Евгений Белянкин - Садыя
Но это сомнение было предвестником начавшейся борьбы… с того момента, когда твердо и бесповоротно приходит уверенность и сила. Так маленький птенчик со страхом смотрит в воздух, боясь еще взлететь; но вот он взлетел, и с каждым днем все выше и выше, удивляя других и себя своей изобретательностью и бесстрашием. Страх был той мертвой точкой, которую необходимо преодолеть…
Человек, способный преодолеть эту мертвую точку, становится сильным.
Начав с сомнения, Садыя пришла снова к мысли, что Панкратов вошел в ее жизнь зря. И если бы она перешагнула известную грань в их отношениях, тогда ошибку не поправить бы. Ребята еще не доросли до того возраста, когда могли бы понять, оправдать необходимость и естественную законность этого ее поступка, но они уже не были в том детском возрасте, когда любовь и доверие приходят в дом с радостью матери. Все усложнилось оттого, что они были в том переходном возрасте, когда все — а это особенно — воспринималось болезненно, как оскорбление, и вызывало естественное сопротивление. Она понимала себя как женщину, видела необходимость иметь в семье мужчину, но то, что она почувствовала сейчас в ребятах, заставило ее многое передумать заново, и сомнение теперь переросло в уверенность: новый человек может принести в дом беду. Значит, надо было решать или раньше, или позже, когда мальчики, перешагнув порог семьи, могли увидеть жизнь своими глазами.

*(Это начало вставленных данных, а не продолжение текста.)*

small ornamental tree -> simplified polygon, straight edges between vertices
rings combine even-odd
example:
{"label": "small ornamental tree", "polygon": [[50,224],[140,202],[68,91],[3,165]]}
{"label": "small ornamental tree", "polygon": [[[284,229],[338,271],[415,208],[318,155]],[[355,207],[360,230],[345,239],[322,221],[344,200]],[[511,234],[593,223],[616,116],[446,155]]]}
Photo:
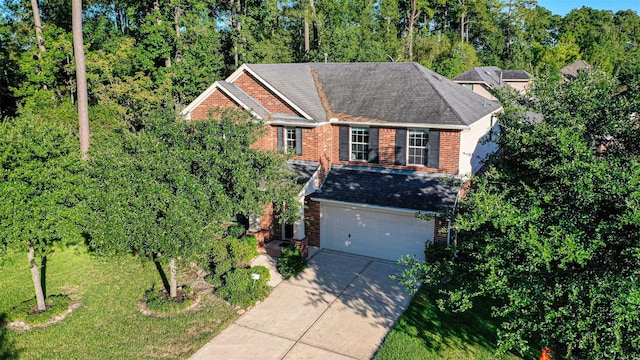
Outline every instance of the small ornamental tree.
{"label": "small ornamental tree", "polygon": [[90,247],[98,255],[169,259],[167,291],[175,297],[175,261],[204,260],[223,222],[259,214],[270,202],[295,203],[285,159],[250,148],[261,126],[229,111],[217,120],[156,119],[138,132],[120,131],[119,144],[89,160]]}
{"label": "small ornamental tree", "polygon": [[501,153],[461,202],[457,257],[406,275],[451,275],[441,304],[454,309],[493,298],[503,351],[640,357],[639,85],[594,71],[506,98]]}
{"label": "small ornamental tree", "polygon": [[39,311],[46,289],[38,259],[81,239],[82,170],[67,125],[30,115],[0,122],[0,245],[27,254]]}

С Панкратовым еще не было серьезного объяснения, а оно назревало. Садыя избегала частых разговоров, а если и приходилось, то при людях. Илья Мокеевич настороженно догадывался, что Садыя что-то таит. Но так долго не могло продолжаться, да и сама Садыя не любила недоговоренности.
Однажды Панкратов все же остался с нею наедине. Садыя как раз приехала со стройки, с возбужденным, покрасневшим на улице лицом. Панкратов рассказывал о «нефтеделах», как он шутил. Затем, поговорив о том о сем, перешел к тому, что волновало:
— Бабушка говорила обо мне матери: «Счастливый, Маня, ребенок у тебя, счастливый, — в жизнь мои дети не выигрывали, а этот возьми и шарф выиграй. Счастливый». И подарила коричневого сатину на рубашку… А вот время идет, а счастье все как-то обходит стороной.
Он тревожно посмотрел на Садыю, и она поняла:
— Об этом не будем.
— Кажется, Кольцова слова: «Дело есть — работай, горе, есть — не горюй, а под случай попал — на здоровье гуляй».
— Я думаю, мы взрослые… — неожиданно быстро заговорила Садыя, немного смущаясь. — Тебе, может, и не обуза, но дети не поймут нас. Они в таком возрасте, когда только что набухают почки…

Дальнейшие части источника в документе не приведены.